Жардецкий, не обращая никакого внимания на ее грозные слова, остался демонстративно и развязно стоять перед Петрушей, не отрывая от него своего наглого взора. Александра Васильевна переполошилась еще больше и уже начала оглядываться в поисках городового.
Петр согласно кивнул. Жардецкий многообещающе хмыкнул и отошел в сторону.
Всю дорогу до дома Александра Васильевна не могла успокоиться. Расспрашивала сына, кто это был. Но тот угрюмо молчал. Рассердившись на него, мать чуть не плюнула и обиженно замолчала. Приехав домой, вызвала к себе Архипа. Посовещавшись, оба пришли к выводу, что Петр с нищим явно знаком. И чем-то обязан.

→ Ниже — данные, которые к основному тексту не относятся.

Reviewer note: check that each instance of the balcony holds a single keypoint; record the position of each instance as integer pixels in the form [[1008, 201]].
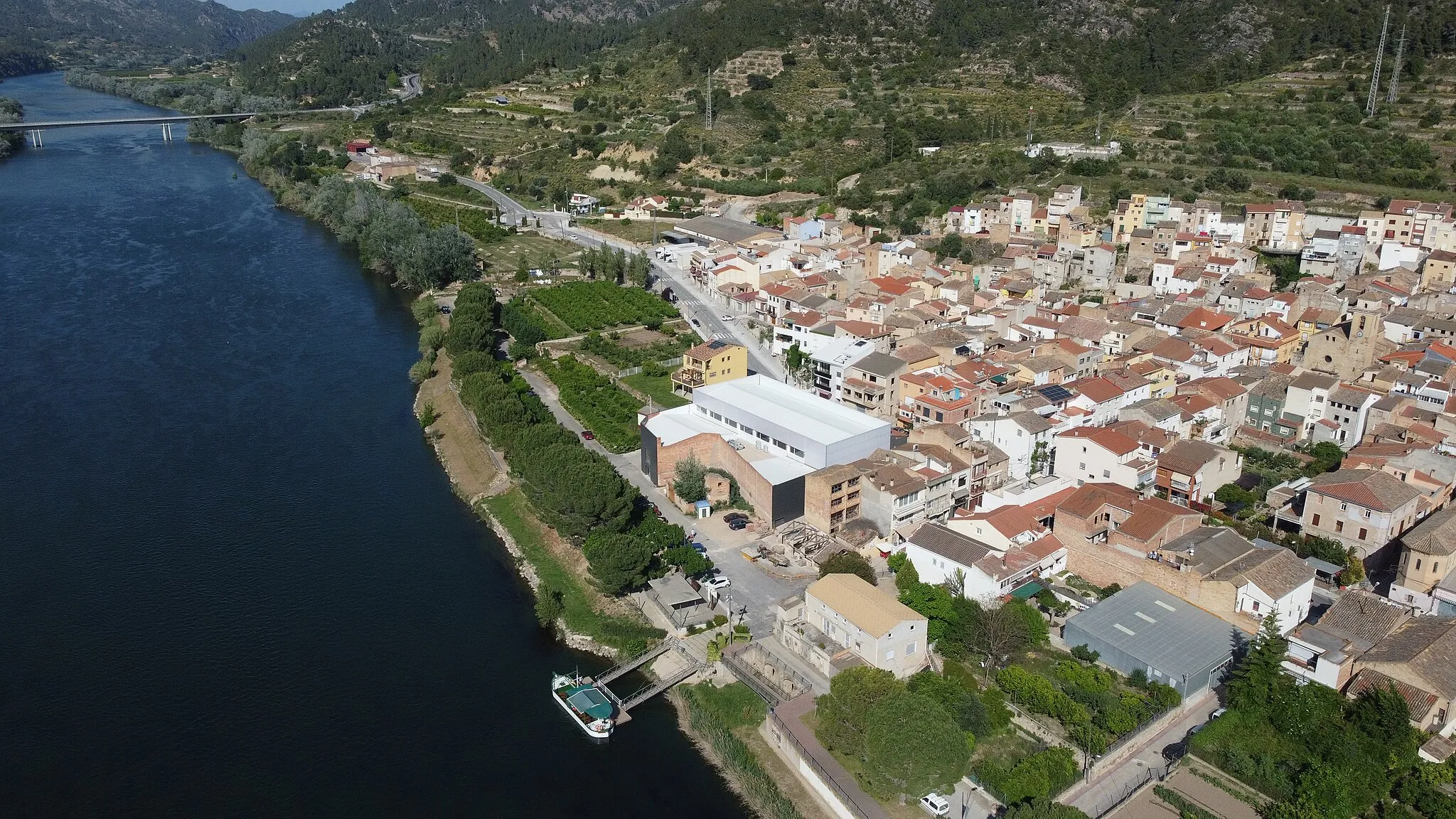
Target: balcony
[[687, 379]]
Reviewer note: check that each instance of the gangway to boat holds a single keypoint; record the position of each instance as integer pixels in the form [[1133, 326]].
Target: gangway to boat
[[635, 662], [654, 688]]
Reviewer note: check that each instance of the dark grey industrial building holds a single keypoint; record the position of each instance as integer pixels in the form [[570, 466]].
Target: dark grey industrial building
[[1172, 640]]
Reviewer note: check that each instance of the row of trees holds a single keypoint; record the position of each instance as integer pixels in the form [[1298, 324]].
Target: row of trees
[[906, 739], [389, 235], [198, 97], [574, 488], [618, 266], [1320, 754]]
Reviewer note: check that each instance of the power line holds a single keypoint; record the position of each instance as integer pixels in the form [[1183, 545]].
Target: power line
[[1379, 55], [1396, 69]]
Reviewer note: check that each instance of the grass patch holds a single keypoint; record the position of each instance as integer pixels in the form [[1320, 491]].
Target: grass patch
[[759, 791], [537, 251], [600, 405], [657, 388], [736, 706], [514, 513], [632, 230]]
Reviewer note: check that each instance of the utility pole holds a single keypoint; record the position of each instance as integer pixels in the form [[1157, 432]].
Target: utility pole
[[1375, 75], [710, 100], [1396, 69]]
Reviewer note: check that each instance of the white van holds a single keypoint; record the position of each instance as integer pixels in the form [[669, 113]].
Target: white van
[[935, 805]]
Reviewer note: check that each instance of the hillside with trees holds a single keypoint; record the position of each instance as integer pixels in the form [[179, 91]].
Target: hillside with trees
[[155, 28]]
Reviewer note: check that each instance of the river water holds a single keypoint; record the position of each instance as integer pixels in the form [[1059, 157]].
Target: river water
[[233, 579]]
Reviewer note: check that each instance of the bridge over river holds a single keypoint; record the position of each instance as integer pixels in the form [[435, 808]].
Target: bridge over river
[[34, 130]]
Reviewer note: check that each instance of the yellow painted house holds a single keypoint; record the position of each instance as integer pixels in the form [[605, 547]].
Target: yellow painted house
[[712, 362]]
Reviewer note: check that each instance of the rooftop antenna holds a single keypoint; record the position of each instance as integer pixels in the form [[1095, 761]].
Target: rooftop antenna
[[1379, 55], [1396, 68]]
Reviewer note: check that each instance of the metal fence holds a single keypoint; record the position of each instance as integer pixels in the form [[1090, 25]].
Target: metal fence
[[1129, 792], [875, 812]]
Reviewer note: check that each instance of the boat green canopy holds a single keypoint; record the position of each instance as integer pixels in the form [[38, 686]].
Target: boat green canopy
[[590, 701]]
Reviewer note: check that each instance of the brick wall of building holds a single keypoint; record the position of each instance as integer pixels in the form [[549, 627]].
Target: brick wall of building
[[714, 451]]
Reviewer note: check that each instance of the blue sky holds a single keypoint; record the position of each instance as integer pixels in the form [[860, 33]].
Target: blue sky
[[290, 6]]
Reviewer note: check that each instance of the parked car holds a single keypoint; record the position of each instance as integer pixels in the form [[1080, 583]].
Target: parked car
[[935, 805]]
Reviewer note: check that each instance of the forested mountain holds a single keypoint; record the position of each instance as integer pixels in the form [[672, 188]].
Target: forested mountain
[[166, 26], [22, 57], [1108, 51], [348, 54]]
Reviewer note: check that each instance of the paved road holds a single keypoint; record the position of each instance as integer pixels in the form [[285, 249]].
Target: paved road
[[1110, 786], [692, 301], [751, 587]]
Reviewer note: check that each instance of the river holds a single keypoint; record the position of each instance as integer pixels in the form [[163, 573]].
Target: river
[[233, 579]]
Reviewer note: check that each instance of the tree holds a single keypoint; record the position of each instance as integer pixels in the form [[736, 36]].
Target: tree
[[931, 601], [850, 563], [1260, 678], [912, 746], [618, 562], [843, 713], [690, 481], [963, 705], [434, 258], [906, 574]]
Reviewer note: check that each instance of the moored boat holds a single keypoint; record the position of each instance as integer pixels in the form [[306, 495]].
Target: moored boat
[[586, 703]]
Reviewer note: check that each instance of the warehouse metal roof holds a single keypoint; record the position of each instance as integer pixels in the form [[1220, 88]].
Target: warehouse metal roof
[[1160, 628]]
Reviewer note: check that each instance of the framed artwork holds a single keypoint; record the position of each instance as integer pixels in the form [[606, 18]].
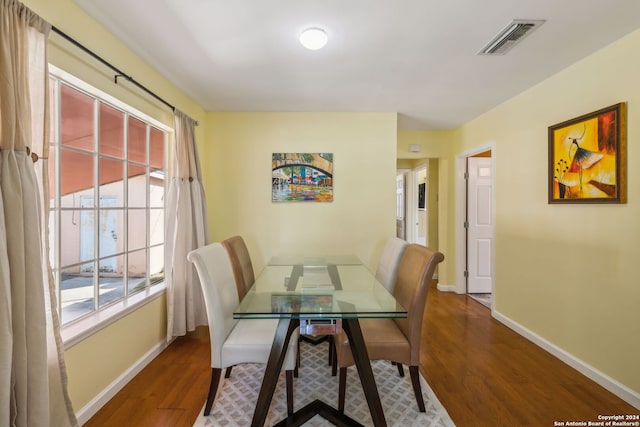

– Как пить, деньги должен своим дружкам, – вынесла Александра Васильевна свой вердикт.
Через два дня Петр снова встретил Жардецкого, тот стоял напротив его дома.
– Что вам нужно, Святослав Иванович? – нервно спросил Петр, подходя к приятелю.
– Думаешь, сбежал и тебе долг простили? Нет. Никто не простил. На тебе висят еще пятьсот рублей за часы и сто за мой испорченный фрак. Не отдашь до пасхи, заявлю на тебя в полицию, что ты меня обворовал, – пригрозил Жардецкий.
Тогда Петр и решился на кражу денег и векселей у матери, о которой сейчас вспоминал с содроганием. Дождавшись, когда матушка после масленицы уедет с Гаврилой Андреевичем в Тулу по наследственному делу своего умершего брата, он молотком разбил дубовый сейф в ее комнате и вытащил оттуда все хранившиеся там деньги и ценные бумаги, после чего поспешно скрылся из дома.